Machine learning models have proven to be extremely powerful for automating tasks. Automatic image recognition for example has seen an incredible leap thanks to the development of convolutional neural networks. We see that our models today have not yet reached their full potential and we can get closer to that by providing annotated data. The problem with data annotation is that we need humans to provide new annotations.
Several approaches try to mitigate this problem, we could try to generate new annotations automatically, we could try to use the existing data to infer new annotations etc. Interactive segmentation tries to tackle this problem by making the annotation process faster and by also reducing the fatigue of the annotators.
In this article we'll explore why interactive segmentation could play a huge role in the future of data annotation and machine learning in general. We'll follow the topics:
What is interactive segmentation and image segmentation?
What are the gains we could have by using this method of annotation?
Why use points for interactive segmentation
How to measure the performance?
What are the requirements for a real world data annotation platform?
How the model works?
How is it trained?
How to prioritise data with interactive segmentation?
Ideas for the future
What is image segmentation and interactive segmentation?
The task of image segmentation consists basically in assigning for each pixel of an image a class, this is very useful because we often want to be able to know where some kind of object, such as a car, is placed in a given image. We could represent a car in an image by using bounding boxes, or points, but giving a class for each pixel is the finest way we can define an object, therefore is the one that gives the most information. The image below highlights a car annotated using Kili's interactive segmentation tool with one click.
The most powerful models for semantic segmentation are currently extremely performant, we could cite DeepLabV3+  and HRNet+OCR . They take as input some class, for instance, car, and they try to detect it on a given image given some predefined set of classes. What happens if you want to detect a different object that isn't present in the predefined set of classes? You'll need to train the model with some examples of the new class, of course you can use a pretrained model as base, but you'll need some training data.
The idea of interactive segmentation is to be able to classify any object. Of course, for that, you'll need some user input. In the best case scenario, the user would be able to just say or write the name of the object and the model would correctly classify the pixels in the image. As this is a very complex task we're now limited to some simpler interactions. Some kinds of possible interactions are:
Points: the user can place points in the image to identify the desired object, each time the user places a point, he sees a mask as the output, then, if he sees misclassified regions he places 'negative' points to indicate that the model made wrong predictions. The final mask is a result of these interactions.
Bounding boxes: the user can draw a bounding box around the object he desires to classify and the the model uses this information to classify the right pixels.
Scribbles: the user can draw a rough 'skeleton' of the object with a freeform draw tool, then, the model uses this as input for predicting the mask.
In the image below you can see examples of those kinds of interactions. We also should highlight that these approaches can be combined. For example, we could draw a bounding box and then use points to mark the objects.

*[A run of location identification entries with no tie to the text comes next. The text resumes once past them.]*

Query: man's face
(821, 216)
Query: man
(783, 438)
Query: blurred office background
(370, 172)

What are the gains we could have by using interactive segmentation?
The first thing that comes to mind is speed, actually, according to  they were able to achieve a three times factor in speed gain by using interactive segmentation, they also managed to achieve the same quality for the masks as they did without interactive segmentation.
We could also argue that it's easier to achieve better quality for the masks for several reasons. As the contours are calculated by the model, the annotator doesn't need to draw them by hand, drawing masks by hand can be very difficult and imprecise because we often use a mouse to annotate which is imprecise for drawing. We could also use some specialised hardware to draw the masks, but this would certainly drive the costs up which is undesirable.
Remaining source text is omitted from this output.